Parece difícil creer que un avance de semejante trascendencia en la historia de la humanidad se desarrollara tal y como lo conocemos hoy en día en la primera mitad del siglo XX, pero resulta más comprensible si tenemos en cuenta que sólo un sofisticado avance de la tecnología podría permitir el alarde de innovación que supuso la televisión en su momento. Así, antes de llegar a la actual televisión de plasma, conviene recordar lo humilde de los orígenes del televisor. La transmisión de imágenes más o menos fluida comenzó a finales de los años 20 paralelamente en Estados Unidos y en el Reino Unido. Las primeras demostraciones de televisión en color, grabación con luz natural y transmisión en estéreo despertaron el interés de grandes corporaciones como la BBC, que inició las emisiones el 31 de diciembre de 1929. La investigación tecnológica siguió avanzando hasta que varios países crearon sistemas de emisión estándar. Así, Estados Unidos creó la National Television System Commitee (NTSC) con el objetivo de estandarizar la frecuencia de emisión entre todos los aparatos, que se fijó en las 325 líneas. Francia creó su propio sistema, el SECAM, mientras que Alemania se decantó por el PAL.

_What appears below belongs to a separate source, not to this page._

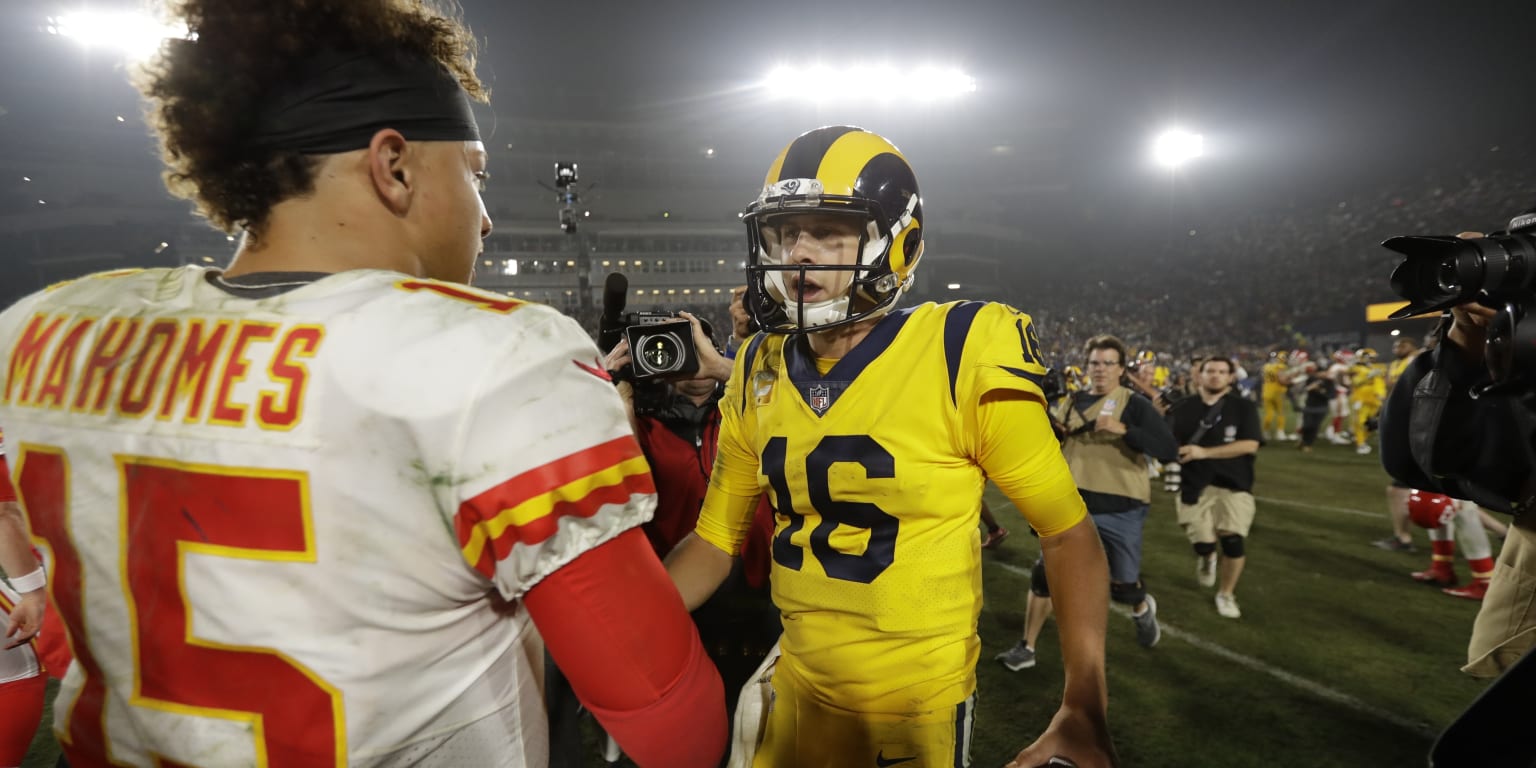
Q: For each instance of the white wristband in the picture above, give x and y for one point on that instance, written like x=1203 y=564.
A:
x=29 y=582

El desarrollo de la tecnológica televisiva iba parejo con el aumento de la calidad de emisión. Así, de las 325 líneas se pasó a 625 según el estándar europeo, para alcanzar finalmente las 1250 líneas, con 50 imágenes por segundo, o lo que es lo mismo, la televisión de alta definición (HDTV). El televisor como aparato también ha tenido que cambiar considerablemente su estructura para adaptarse a este cambio. De los rayos catódicos, con una frecuencia NTSC de 29,97 Hz y 480 líneas, hemos alcanzado ya los paneles planos de LCD o plasma, como se ha sintetizado la tecnología de cristal líquido de matriz activa, que se usa normalmente para grandes formatos y que permite una nitidez mucho mayor que sus antecesoras, a la espera del perfeccionamiento de sistemas aún más sofisticados como la emisión en tres dimensiones o a través de internet, cuyos primeros modelos ya han llegado al mercado.